Thanks Smudge. I love rule #1. My wife is always right. It doesn't have anything to do with MRR, but it's still true. I just asked her, to make sure. Glenn
 

PrairieKnight

Active Member
I like the #5 and #148 couplers also....but I ran into an issue that caused me to install extended shank Kadee #26 couplers on my Walthers Proto and Trainline locomotives. The issue I was having was the fact that my Atlas code 83 18 inch radius turnouts were not playing well with the couplers that came on the locomotives when they were coupled between the locomotive and rolling stock during switching operations in the yard and at the industries. I am not sure what couplers came on the locomotives. I tried #5 at first on the locomotives but that did not fix the problem. I then discovered the #26 couplers. Although the #26 do not look very prototypical, they sure do make my switching operations alot smoother. I never experienced the issue with the #5 and #148 couplers between rolling stock, just the locomotives and rolling stock. And yes... I have trimmed the trip pins back rather than remove them altogether.
 

Smudge617

Well-Known Member
I like the #5 and #148 couplers also....but I ran into an issue that caused me to install extended shank Kadee #26 couplers on my Walthers Proto and Trainline locomotives. The issue I was having was the fact that my Atlas code 83 18 inch radius turnouts were not playing well with the couplers that came on the locomotives when they were coupled between the locomotive and rolling stock during switching operations in the yard and at the industries.
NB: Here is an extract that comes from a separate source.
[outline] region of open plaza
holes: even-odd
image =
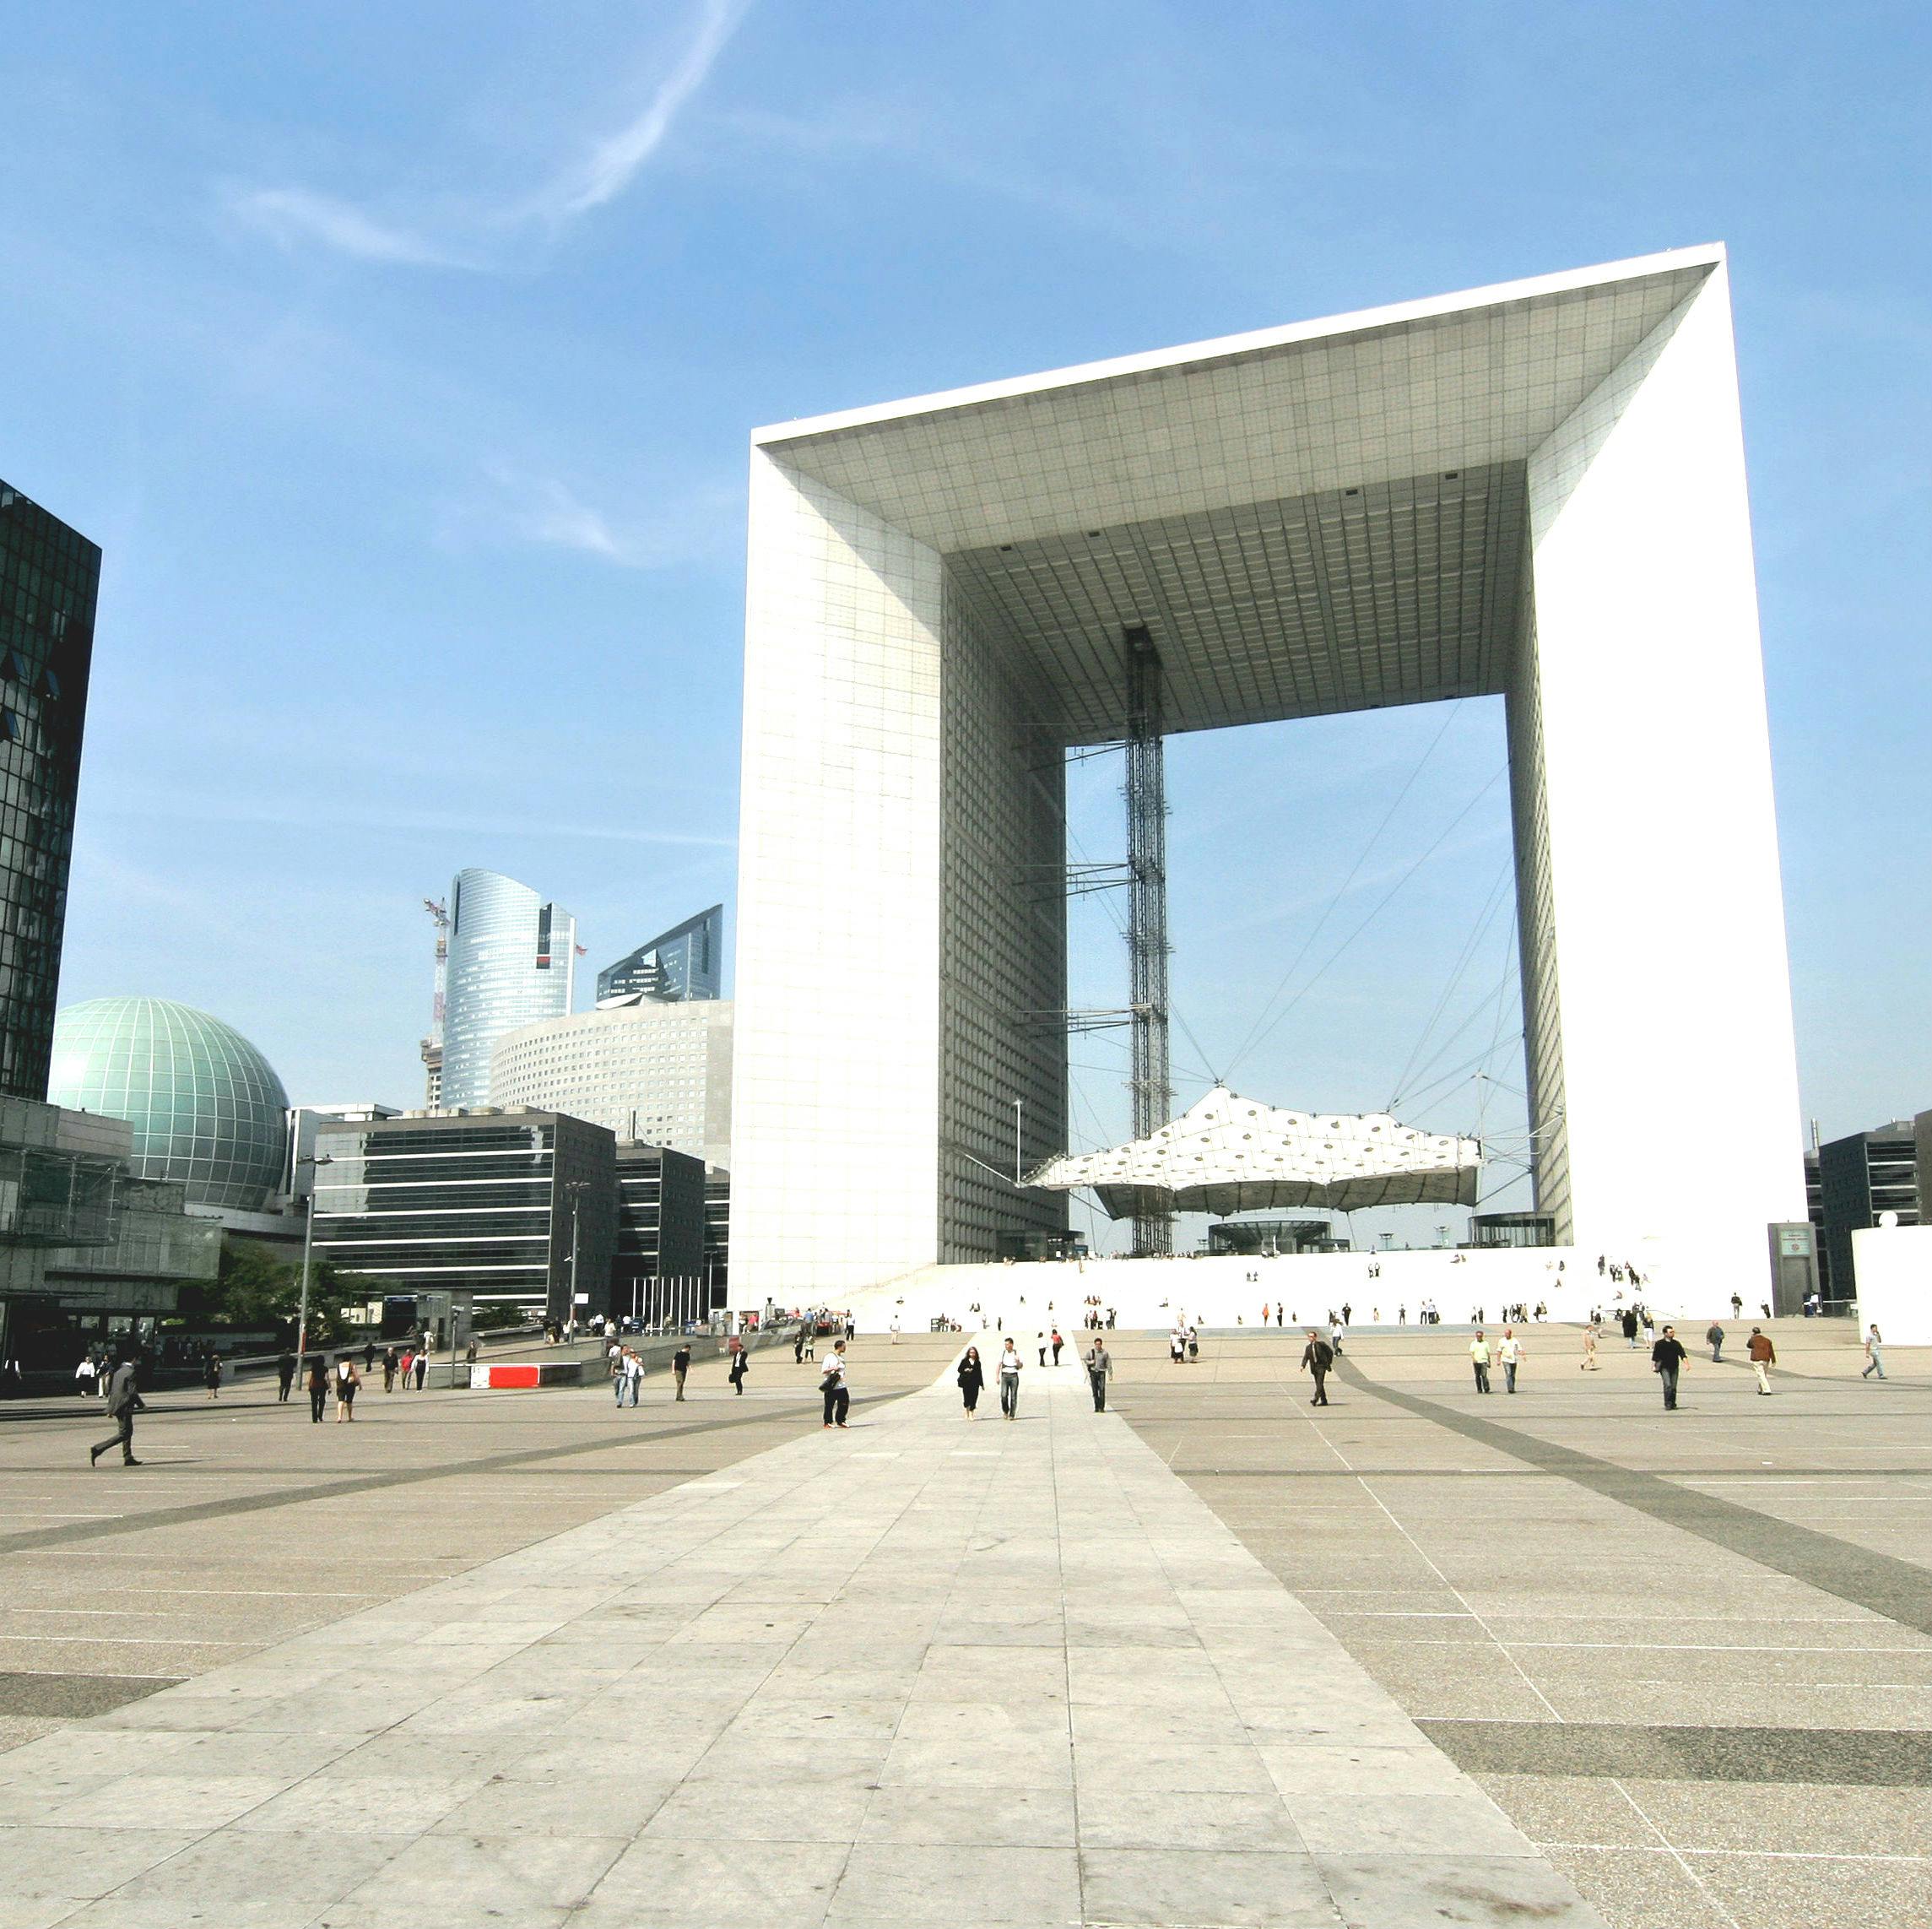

I am not sure what couplers came on the locomotives. I tried #5 at first on the locomotives but that did not fix the problem. I then discovered the #26 couplers. Although the #26 do not look very prototypical, they sure do make my switching operations alot smoother. I never experienced the issue with the #5 and #148 couplers between rolling stock, just the locomotives and rolling stock. And yes... I have trimmed the trip pins back rather than remove them altogether.
As I said in a previous post, you do what works for you, as long as your happy with the way it runs, after all, it is YOUR railroad, you can run what you like, how you like. If your having fun and enjoying what your doing, does it matter if it's not prototypical.
 

Greg@mnrr

Section Hand
I like both the Kadee #5's and the #148 couplers. When I pull a car off the layout to clean or adjust the couplers or adding it to my inventory spread sheet, if they aren't Kadee couplers I'll replace the couplers with Kadees. Depending on the type of car, box cars will get #5 couplers and usually #148's for everything else.

I have a multi-compartment storage box with couplers, wheel-sets, small fasteners and misc parts. I have many #5's left over from the earlier days and now a small collection of #148's.